Para que incida a causa especial de diminuição de pena, se faz necessário que a agressão seja injusta, ou seja, não tenha justificativa, e que seja feita pela própria vítima. Se ao invés da provocação, a vítima agredir injustamente o agente, será, então, caso de legítima defesa, causa excludente de ilicitude prevista no artigo 25 do Código Penal.

3.8.3 Homicídio privilegiado-qualificado

Com relação à possibilidade de haver homicídio privilegiado-qualificado, entende a doutrina e jurisprudência majoritárias ser possível, desde que se trate de qualificadoras objetivas, ou seja, aquelas que dizem respeito aos meios e modos de execução do crime de homicídio, são elas, respectivamente: “com emprego de veneno, fogo, explosivo, asfixia, tortura ou outro meio insidioso ou cruel, ou de que possa resultar perigo comum” (art. 121, §2º, III, CP); e “à traição, de emboscada, ou mediante dissimulação ou outro recurso que dificulte ou torne impossível a defesa do ofendido” (art. 121, §2º, IV, CP).

Já as qualificadoras subjetivas, por absoluta incompatibilidade, não se comunicam com asprivilegiadoras do § 1º do artigo 121 do Código Penal, quais sejam: “mediante paga ou promessa de recompensa, ou por outro motivo torpe” (inciso I); “por motivo fútil” (inciso II); ou as qualificadoras por conexão, ou seja, “para assegurar a execução, a ocultação, a impunidade ou vantagem de outro crime” (inciso V).

Essa incompatibilidade se dá em razão do choque entre os motivos relevantes e nobres das privilegiadoras, em detrimento dos motivos antissociais e imorais das qualificadoras mencionadas, de acordo com a “teoria dos motivos determinantes”, expressa no art. 167 do Código Penal, referente ao Concurso de circunstâncias agravantes e atenuantes do crime.

Fazendo um adendo, entende Greco (2013) ser mais correta a expressão “homicídio qualificado-privilegiado”, pois considera que o crime deve, primeiramente, ser reconhecido como qualificado para, em momento posterior, ser classificado como privilegiado.
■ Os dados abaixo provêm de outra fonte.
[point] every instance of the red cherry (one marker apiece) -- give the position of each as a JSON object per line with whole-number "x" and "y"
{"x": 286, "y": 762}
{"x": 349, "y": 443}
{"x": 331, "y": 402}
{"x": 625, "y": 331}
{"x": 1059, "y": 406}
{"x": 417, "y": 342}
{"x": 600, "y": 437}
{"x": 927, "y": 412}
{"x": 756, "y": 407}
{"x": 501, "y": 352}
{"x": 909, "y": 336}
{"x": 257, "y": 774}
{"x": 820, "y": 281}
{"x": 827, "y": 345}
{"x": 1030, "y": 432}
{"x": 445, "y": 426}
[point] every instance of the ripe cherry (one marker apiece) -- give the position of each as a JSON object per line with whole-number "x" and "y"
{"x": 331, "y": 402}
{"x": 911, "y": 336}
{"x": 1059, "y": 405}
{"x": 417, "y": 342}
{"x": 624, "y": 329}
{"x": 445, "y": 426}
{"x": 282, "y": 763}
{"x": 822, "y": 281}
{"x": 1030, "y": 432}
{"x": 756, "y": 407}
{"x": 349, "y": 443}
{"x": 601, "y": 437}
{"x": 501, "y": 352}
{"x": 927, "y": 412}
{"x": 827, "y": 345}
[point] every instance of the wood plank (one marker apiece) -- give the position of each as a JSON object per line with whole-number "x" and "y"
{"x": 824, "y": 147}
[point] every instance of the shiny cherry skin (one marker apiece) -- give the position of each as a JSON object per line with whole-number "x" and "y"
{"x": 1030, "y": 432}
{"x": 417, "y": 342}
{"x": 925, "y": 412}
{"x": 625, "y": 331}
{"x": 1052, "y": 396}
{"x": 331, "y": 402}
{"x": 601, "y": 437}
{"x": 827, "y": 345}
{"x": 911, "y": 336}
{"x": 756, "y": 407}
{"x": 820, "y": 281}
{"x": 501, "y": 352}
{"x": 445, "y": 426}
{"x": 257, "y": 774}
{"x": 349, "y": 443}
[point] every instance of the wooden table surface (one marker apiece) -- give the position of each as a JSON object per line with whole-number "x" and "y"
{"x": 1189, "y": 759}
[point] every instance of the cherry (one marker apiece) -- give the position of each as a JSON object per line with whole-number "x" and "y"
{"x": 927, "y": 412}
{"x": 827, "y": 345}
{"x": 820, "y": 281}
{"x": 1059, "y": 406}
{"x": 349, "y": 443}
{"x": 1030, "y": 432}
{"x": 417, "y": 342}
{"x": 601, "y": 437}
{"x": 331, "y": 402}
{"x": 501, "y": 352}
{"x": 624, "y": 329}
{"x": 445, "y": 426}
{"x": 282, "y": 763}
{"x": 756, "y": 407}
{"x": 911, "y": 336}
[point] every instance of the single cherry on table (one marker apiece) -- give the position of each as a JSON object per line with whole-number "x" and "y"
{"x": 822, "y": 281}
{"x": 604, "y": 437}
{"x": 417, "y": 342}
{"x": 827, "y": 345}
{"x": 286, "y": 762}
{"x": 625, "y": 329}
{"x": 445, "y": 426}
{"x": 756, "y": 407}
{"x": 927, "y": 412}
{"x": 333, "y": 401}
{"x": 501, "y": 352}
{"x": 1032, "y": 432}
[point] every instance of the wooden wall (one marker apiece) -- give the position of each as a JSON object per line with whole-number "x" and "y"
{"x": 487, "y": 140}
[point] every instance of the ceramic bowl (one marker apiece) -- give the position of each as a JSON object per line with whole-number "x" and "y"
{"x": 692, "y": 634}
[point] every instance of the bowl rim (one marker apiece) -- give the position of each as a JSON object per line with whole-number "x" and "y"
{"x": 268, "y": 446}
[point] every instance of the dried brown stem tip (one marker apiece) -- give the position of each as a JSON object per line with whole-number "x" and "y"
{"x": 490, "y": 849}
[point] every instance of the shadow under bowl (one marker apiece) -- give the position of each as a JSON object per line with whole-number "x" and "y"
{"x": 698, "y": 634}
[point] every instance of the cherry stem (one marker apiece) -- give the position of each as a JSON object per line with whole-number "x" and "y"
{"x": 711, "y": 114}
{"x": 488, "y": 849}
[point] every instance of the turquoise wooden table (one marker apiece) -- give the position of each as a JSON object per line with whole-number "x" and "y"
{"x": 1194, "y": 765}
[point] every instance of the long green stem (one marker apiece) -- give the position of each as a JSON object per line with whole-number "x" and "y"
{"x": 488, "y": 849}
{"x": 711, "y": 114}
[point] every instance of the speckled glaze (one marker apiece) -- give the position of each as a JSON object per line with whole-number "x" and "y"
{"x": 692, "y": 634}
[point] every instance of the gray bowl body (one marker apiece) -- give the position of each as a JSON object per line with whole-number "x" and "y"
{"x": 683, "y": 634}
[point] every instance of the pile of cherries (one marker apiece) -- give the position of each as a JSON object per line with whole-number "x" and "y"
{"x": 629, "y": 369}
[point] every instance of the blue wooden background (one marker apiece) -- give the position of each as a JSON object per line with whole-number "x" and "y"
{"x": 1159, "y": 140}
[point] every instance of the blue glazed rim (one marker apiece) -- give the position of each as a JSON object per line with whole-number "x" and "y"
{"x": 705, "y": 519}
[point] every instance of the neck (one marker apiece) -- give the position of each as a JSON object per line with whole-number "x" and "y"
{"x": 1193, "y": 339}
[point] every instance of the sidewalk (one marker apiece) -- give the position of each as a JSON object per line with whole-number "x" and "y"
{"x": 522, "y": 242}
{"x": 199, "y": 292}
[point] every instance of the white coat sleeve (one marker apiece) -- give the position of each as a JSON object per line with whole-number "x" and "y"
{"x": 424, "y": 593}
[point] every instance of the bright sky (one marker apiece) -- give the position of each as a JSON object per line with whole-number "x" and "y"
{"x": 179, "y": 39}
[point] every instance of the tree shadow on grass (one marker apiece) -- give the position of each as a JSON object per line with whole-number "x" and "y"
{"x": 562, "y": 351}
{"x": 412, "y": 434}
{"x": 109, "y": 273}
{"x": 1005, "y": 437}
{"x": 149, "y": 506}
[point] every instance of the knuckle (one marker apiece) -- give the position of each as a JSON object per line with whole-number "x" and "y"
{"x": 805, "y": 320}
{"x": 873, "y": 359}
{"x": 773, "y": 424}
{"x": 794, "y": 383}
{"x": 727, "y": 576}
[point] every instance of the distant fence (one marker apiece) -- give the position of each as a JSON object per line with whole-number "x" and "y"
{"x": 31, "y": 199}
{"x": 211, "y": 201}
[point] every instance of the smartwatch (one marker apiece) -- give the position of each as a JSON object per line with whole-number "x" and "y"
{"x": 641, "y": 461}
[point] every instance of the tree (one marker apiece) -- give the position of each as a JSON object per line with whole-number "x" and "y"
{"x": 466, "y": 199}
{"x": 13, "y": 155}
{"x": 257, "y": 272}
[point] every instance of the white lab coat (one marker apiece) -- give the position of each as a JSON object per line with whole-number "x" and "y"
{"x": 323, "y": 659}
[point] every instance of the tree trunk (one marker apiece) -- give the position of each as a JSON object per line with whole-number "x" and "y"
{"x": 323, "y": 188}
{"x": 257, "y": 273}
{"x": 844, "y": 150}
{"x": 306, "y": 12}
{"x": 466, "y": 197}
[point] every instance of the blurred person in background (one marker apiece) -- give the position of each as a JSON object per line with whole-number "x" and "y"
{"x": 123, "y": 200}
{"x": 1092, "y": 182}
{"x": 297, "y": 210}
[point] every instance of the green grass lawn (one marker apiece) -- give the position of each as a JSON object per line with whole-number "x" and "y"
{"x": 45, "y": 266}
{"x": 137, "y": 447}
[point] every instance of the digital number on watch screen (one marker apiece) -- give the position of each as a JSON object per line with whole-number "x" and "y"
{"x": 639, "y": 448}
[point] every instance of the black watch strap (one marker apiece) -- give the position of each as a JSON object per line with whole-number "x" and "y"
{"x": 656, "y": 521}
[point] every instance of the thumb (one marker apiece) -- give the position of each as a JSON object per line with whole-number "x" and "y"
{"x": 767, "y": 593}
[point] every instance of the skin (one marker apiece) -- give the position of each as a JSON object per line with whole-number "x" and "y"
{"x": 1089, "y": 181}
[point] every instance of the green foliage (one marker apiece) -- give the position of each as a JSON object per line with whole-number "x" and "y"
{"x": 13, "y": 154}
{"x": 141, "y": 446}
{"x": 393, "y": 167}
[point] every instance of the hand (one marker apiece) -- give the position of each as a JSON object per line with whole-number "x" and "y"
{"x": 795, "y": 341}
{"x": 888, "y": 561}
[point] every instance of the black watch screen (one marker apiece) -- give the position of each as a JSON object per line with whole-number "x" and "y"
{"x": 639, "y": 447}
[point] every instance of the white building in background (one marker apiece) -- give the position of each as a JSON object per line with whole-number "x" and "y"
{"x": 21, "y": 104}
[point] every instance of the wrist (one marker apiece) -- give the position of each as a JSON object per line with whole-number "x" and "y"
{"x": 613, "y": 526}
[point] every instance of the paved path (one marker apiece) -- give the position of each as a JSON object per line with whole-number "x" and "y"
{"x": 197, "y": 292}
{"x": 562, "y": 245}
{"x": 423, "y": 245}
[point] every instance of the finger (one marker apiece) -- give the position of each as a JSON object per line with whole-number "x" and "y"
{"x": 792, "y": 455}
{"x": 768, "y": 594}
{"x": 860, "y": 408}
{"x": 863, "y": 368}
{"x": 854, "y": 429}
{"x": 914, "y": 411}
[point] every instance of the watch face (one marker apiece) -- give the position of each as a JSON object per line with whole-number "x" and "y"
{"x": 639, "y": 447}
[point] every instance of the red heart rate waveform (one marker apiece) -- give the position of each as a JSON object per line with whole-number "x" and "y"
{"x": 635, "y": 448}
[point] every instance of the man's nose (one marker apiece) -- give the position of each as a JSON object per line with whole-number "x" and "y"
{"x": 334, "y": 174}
De toda forma, outros ilustres doutrinadores, a exemplo de Bitencourt (2013), usam a expressão “homicídio privilegiado- qualificado”, tendo em vista que as causas de diminuição de pena antecedem as qualificadoras no Código Penal. No final das contas, na prática, ambas têm o mesmo significado.

Por fim, sobre a possibilidade ou não de o homicídio privilegiado-qualificado ser considerado crime hediondo (Lei nº 8.072/90), a corrente majoritária considera não ser possível, tendo em vista que o artigo1º, inciso I, da Lei de Crimes Hediondos prevê como tal apenas o homicídio qualificado e, por essa razão, não se poderia estender essa previsão ao homicídio privilegiado, sob pena de analogia in malam partem e em respeito ao princípio da legalidade penal.